こんにちは。SIOS OSSエバンジェリスト/セキュリティ担当の面 和毅です。

02/13/2019にGNOME Keyringの脆弱性情報(Medium: CVE-2018-20781)が公開されています。今回はこちらの脆弱性の概要と、各ディストリビューションの対応について簡単にまとめてみます。





Priority

  • CVE-2018-20781

    Medium/Moderate

    • SuSE
      • CVSS v3 Base Score: 4.4
      • Vector: AV:L/AC:L/PR:H/UI:N/S:U/C:H/I:N/A:N
    • Red Hat Customer Potal
      • CVSS v3 Base Score: 4.4
      • Vector: CVSS:3.0/AV:L/AC:L/PR:H/UI:N/S:U/C:H/I:N/A:N
    • NVD
      • CVSS v3 Base Score: 9.8 Critical
      • Vector: CVSS3.0:AV:N/AC:L/PR:N/UI:N/S:U/C:H/I:H/A:H
      • CVSS v2 Base Score: 5.0 Medium
      • Vector: (AV:N/AC:L/Au:N/C:P/I:N/A:N)

修正方法

各ディストリビューションの情報を確認してください。

CVE概要(詳細はCVEのサイトをご確認ください)

  • http://cve.mitre.org/cgi-bin/cvename.cgi?name=CVE-2018-20781
    • スクリーンロックのバイパスの可能性
    • 重要度 - Moderate/Medium
    • 3.27.2より前のGNOME Keyringでは、pam/gkr-pam-module.cでユーザのパスワードがLightDMデーモンから生成されたセッション子プロセスに保存されています。
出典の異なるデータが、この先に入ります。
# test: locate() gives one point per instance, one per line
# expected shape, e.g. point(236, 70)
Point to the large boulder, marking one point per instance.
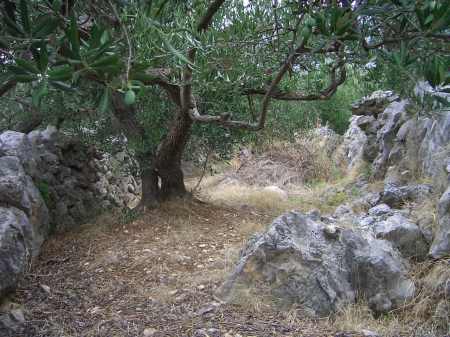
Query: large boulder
point(396, 196)
point(322, 267)
point(441, 243)
point(18, 190)
point(16, 242)
point(391, 120)
point(17, 144)
point(405, 235)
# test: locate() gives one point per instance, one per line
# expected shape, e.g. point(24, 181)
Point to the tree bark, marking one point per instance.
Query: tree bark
point(150, 188)
point(169, 154)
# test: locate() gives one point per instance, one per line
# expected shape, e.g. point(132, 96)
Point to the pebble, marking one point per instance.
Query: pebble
point(149, 332)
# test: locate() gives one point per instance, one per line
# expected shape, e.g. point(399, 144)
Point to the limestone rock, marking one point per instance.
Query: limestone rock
point(18, 190)
point(282, 194)
point(16, 242)
point(395, 196)
point(441, 243)
point(404, 235)
point(300, 262)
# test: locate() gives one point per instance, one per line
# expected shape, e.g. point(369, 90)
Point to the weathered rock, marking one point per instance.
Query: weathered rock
point(379, 210)
point(396, 196)
point(47, 170)
point(391, 119)
point(16, 242)
point(434, 150)
point(302, 261)
point(404, 235)
point(18, 190)
point(353, 145)
point(441, 243)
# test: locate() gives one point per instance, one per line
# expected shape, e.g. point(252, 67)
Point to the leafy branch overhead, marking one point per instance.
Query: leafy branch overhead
point(54, 47)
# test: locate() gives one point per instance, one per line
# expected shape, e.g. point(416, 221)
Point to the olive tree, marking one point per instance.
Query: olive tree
point(218, 62)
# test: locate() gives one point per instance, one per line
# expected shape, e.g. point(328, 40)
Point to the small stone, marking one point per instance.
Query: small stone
point(46, 289)
point(149, 332)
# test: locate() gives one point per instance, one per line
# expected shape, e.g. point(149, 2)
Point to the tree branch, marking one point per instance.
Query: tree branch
point(5, 87)
point(206, 20)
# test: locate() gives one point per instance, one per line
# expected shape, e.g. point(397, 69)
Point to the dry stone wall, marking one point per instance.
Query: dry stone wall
point(50, 181)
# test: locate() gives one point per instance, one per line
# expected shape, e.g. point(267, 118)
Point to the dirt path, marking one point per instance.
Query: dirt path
point(157, 273)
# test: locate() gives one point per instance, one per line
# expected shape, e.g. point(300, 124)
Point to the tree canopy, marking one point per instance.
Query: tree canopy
point(161, 66)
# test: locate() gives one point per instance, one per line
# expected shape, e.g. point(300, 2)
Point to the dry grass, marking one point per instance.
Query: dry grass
point(285, 164)
point(358, 317)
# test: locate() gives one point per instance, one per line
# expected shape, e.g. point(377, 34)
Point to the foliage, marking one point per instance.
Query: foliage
point(70, 62)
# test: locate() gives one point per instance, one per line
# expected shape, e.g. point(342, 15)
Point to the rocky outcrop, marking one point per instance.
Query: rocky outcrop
point(441, 243)
point(405, 235)
point(322, 267)
point(50, 181)
point(400, 147)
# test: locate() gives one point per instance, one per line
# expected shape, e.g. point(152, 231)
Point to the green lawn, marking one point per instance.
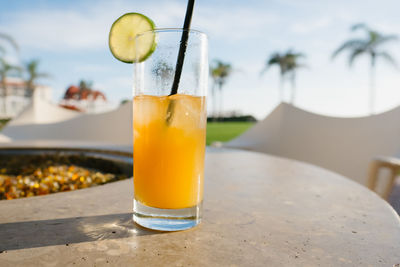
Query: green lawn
point(224, 131)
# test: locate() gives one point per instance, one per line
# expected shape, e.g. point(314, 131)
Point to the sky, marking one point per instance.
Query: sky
point(70, 38)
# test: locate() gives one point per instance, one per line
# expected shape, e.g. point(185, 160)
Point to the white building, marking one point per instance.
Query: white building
point(18, 96)
point(88, 101)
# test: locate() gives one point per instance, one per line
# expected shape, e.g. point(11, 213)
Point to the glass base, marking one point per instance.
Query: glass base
point(166, 219)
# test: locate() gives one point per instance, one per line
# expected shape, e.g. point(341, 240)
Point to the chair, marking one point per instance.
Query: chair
point(393, 164)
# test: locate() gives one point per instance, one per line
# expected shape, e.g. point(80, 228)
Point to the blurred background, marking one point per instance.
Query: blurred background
point(62, 48)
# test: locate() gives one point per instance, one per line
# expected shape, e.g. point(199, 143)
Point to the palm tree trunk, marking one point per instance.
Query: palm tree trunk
point(281, 88)
point(372, 88)
point(214, 102)
point(293, 83)
point(4, 96)
point(220, 102)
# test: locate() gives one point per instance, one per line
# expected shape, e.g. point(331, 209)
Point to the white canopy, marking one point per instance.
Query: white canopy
point(344, 145)
point(40, 111)
point(114, 127)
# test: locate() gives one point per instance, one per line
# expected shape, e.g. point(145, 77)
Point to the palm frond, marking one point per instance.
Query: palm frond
point(9, 39)
point(354, 54)
point(358, 26)
point(386, 38)
point(354, 44)
point(388, 58)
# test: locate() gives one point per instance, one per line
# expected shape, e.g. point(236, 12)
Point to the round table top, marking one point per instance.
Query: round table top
point(259, 210)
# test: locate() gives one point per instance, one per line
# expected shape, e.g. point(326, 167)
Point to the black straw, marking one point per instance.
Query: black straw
point(182, 47)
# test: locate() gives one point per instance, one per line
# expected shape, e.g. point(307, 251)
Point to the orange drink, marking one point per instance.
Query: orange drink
point(169, 126)
point(169, 152)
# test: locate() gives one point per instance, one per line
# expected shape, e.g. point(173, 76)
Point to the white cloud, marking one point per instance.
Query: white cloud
point(306, 27)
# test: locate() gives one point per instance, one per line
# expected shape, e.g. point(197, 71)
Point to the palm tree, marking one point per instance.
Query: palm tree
point(31, 68)
point(5, 70)
point(163, 72)
point(371, 45)
point(8, 39)
point(219, 71)
point(288, 65)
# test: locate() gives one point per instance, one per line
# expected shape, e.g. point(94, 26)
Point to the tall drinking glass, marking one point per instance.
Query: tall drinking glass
point(169, 132)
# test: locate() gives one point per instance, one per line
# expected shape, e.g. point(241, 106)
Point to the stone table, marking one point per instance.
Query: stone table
point(259, 210)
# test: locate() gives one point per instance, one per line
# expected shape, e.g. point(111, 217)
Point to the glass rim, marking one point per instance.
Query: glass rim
point(156, 30)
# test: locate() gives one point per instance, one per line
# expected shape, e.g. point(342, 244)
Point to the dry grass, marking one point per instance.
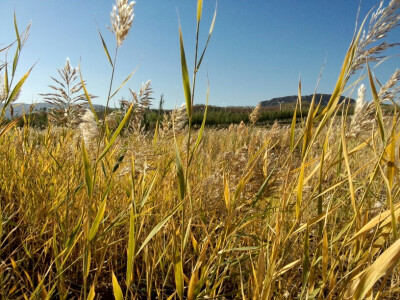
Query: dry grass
point(308, 211)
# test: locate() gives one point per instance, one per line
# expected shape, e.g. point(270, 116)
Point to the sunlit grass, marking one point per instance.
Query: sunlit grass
point(307, 210)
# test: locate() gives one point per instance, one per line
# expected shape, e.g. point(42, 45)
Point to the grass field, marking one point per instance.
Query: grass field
point(308, 210)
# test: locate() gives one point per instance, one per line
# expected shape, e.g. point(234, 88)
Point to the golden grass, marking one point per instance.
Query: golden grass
point(306, 211)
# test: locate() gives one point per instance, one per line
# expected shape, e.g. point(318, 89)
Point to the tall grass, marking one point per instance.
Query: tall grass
point(306, 211)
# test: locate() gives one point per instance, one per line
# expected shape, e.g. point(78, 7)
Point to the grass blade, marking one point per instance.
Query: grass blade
point(131, 248)
point(383, 264)
point(115, 135)
point(88, 98)
point(105, 49)
point(185, 77)
point(379, 115)
point(88, 171)
point(160, 225)
point(199, 10)
point(98, 219)
point(116, 288)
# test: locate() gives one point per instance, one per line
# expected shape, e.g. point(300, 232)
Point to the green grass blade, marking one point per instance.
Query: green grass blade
point(6, 86)
point(105, 49)
point(377, 105)
point(300, 186)
point(88, 98)
point(15, 61)
point(131, 248)
point(16, 32)
point(178, 269)
point(98, 219)
point(92, 293)
point(199, 10)
point(209, 37)
point(160, 225)
point(15, 92)
point(116, 288)
point(179, 172)
point(185, 76)
point(88, 172)
point(115, 135)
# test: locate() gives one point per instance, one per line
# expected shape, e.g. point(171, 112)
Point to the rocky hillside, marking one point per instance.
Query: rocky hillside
point(305, 99)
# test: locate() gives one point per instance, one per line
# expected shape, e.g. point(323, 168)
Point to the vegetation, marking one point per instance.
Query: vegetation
point(307, 211)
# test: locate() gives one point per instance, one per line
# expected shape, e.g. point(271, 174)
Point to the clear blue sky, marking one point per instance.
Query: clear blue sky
point(258, 49)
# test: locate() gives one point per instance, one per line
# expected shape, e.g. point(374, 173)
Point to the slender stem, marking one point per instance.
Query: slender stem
point(111, 82)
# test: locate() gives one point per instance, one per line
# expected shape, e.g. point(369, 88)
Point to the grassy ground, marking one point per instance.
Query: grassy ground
point(308, 210)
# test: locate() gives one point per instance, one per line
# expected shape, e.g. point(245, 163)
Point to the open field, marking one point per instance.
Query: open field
point(96, 207)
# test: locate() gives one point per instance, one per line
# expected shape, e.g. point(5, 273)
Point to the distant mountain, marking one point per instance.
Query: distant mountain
point(304, 99)
point(21, 108)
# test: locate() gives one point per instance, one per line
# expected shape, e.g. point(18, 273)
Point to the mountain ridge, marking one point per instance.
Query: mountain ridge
point(293, 99)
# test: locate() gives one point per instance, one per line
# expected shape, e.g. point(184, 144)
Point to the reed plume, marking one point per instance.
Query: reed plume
point(122, 17)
これにより、credentialがクリアテキストで暴露される可能性が有ります。

主なディストリビューションの対応方法

詳細は、各ディストリビューションの提供元にご確認ください


対処方法

各ディストリビューションの案内に従い、アップデートを行ってください。全てのRed Hat製品でパッチが行き渡っているかを確認するには、Red Hat SatelliteKatello、Spacewalk等を使うと管理が便利でしょう。